The 01 backpack is the number of nodes in the enumeration to take u to the root of the tree of every single sub-tree.
#include <cstdio> #include <cstdlib> #include <cstring> #include <queue> #include <vector> #include <algorithm> #include <iostream> #define inf 0x3f3f3f3f using namespace std; const int maxn = 1e5 + 10; int dp[200][200]; vector<int>G[200]; int n, k; void dfs(int u,int pre) { for (int i = 0; i < G[u].size(); i++) { int v = G[u][i]; if (v == pre) continue; dfs(v, u); for (int j = k; j >= 1; j--) { for (int h = 0; h < j; h++) { dp[u][j] = max(dp[u][j], dp[u][j - h] + dp[v][h]); } } } } int main() { while(scanf("%d%d",&n,&k)!=EOF) { memset(dp, 0, sizeof(dp)); for (int i = 0; i <= n; i++) G[i].clear(); for (int i = 0; i < n; i++) { scanf("%d", &dp[i][1]); } for(int i=1;i<n;i++) { int u, v; scanf("%d%d", &u, &v); G[u].push_back(v); G[v].push_back(u); } dfs(0, -1); int ans = 0; for(int i=0;i<n;i++) { ans = max(ans, dp[i][k]); } printf("%d\n", ans); } return 0; }
In fact, I feel like this subject that is seeking palindrome, so much like the rabbit and the title, but it still has a little bit different
Recall rabbit topics rabbit portal
State transition equation that is the subject
if(条件判断) dp[i][j]=max(dp[i+1][dp[j-1]+2,dp[i][j])

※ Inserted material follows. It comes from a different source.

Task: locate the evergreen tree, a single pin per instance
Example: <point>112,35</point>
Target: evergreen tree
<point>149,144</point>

else dp[i][j]=max(dp[i+1][j],dp[i][j-1])
There is a place on this topic, because we defined dp [i] [j] represents the maximum number of matches from i to j, so, () () ()
This situation, if you value is a state transition, it will be a problem, and
Because dp [1] [2] = 2 dp [2] [3] = 1 dp [3] [4] = 2 so dp [1] [4] = dp [2] [3] +2 This is not right this time, we should find a cut off point.
dp [1] [4] The cutting point is dp [1] [2] + dp [3] [4] = 4
So there is also a for loop to find the break, I thought to understand this is to look at solutions to problems.
#include <cstdio> #include <cstdlib> #include <cstring> #include <queue> #include <vector> #include <algorithm> #include <string> #include <iostream> #define inf 0x3f3f3f3f using namespace std; int dp[200][200]; char s[200]; int main() { while(scanf("%s",s+1)!=EOF) { if (s[1] == 'e') break; memset(dp, 0, sizeof(dp)); int len = strlen(s + 1); int ans = 1; for(int i=2;i<=len;i++) { for(int j=1;j+i-1<=len;j++) { int ends = i + j - 1; if ((s[j]=='('&&s[ends]==')')||(s[j]=='['&&s[ends]==']')) dp[j][ends] =dp[j + 1][ends - 1] + 2; else dp[j][ends] = max(dp[j + 1][ends], dp[j][ends - 1]); for (int k = j; k < ends; k++) dp[j][ends] = max(dp[j][ends], dp[j][k] + dp[k+1][ends]); //printf("j %c ends %c dp[%d][%d]=%d\n", s[j],s[ends],j, ends, dp[j][ends]); } } printf("%d\n", dp[1][len]); } return 0; }
Q - maximum reimbursement HDU - 1864
I feel this topic is still relatively simple, ah, string processing is to pay attention to it, you can look at my other blog post sscanf method to handle very convenient.
https://www.cnblogs.com/EchoZQN/p/10830015.html
After processing 01 backpack is a simple, important to note that because there is a decimal, so 100 * converted to an integer can be handled.
#include <cstdio> #include <cstdlib> #include <cstring> #include <queue> #include <vector> #include <algorithm> #include <string> #include <iostream> #define inf 0x3f3f3f3f using namespace std; const int maxn = 3e6 + 10; int dp[maxn], n, m; int a[100]; double q; int main() { while(scanf("%lf%d",&q,&m)!=EOF) { if (m == 0) break; n = (int)(q * 100); int tot = 0; for(int k=1;k<=m;k++) { int num; scanf("%d", &num); char ch, cs[110]; double mon; int A = 0, B = 0, C = 0, flag = 0; for(int i=1;i<=num;i++) { scanf("%s", cs); sscanf(cs, "%c:%lf", &ch, &mon); int mm = (int)(mon * 100); if (ch == 'A') A += mm; else if (ch == 'B') B += mm; else if (ch == 'C') C += mm; else flag = 1; if (A > 60000 || B > 60000 || C > 60000 || (A + B + C) > 100000) flag = 1; // printf("%d %d %d\n", A, B, C); } if (flag == 0) a[++tot] = A + B + C; } memset(dp, -inf, sizeof(dp)); dp[0] = 0; //for (int i = 1; i <= tot; i++) printf("%d\n", a[i]); //printf("n=%d\n", n); for(int i=1;i<=tot;i++) { for(int j=n;j>=a[i];j--) { dp[j] = max(dp[j], dp[j - a[i]]); } } //printf("%d\n", dp[n]); int ans = 0; for(int i=n;i>=0;i--) { if(dp[i]>=0) { ans = i; break; } } printf("%.2lf\n", ans*1.0 / 100); } return 0; }
This is today's dp training, the next step is to review the previous algorithms.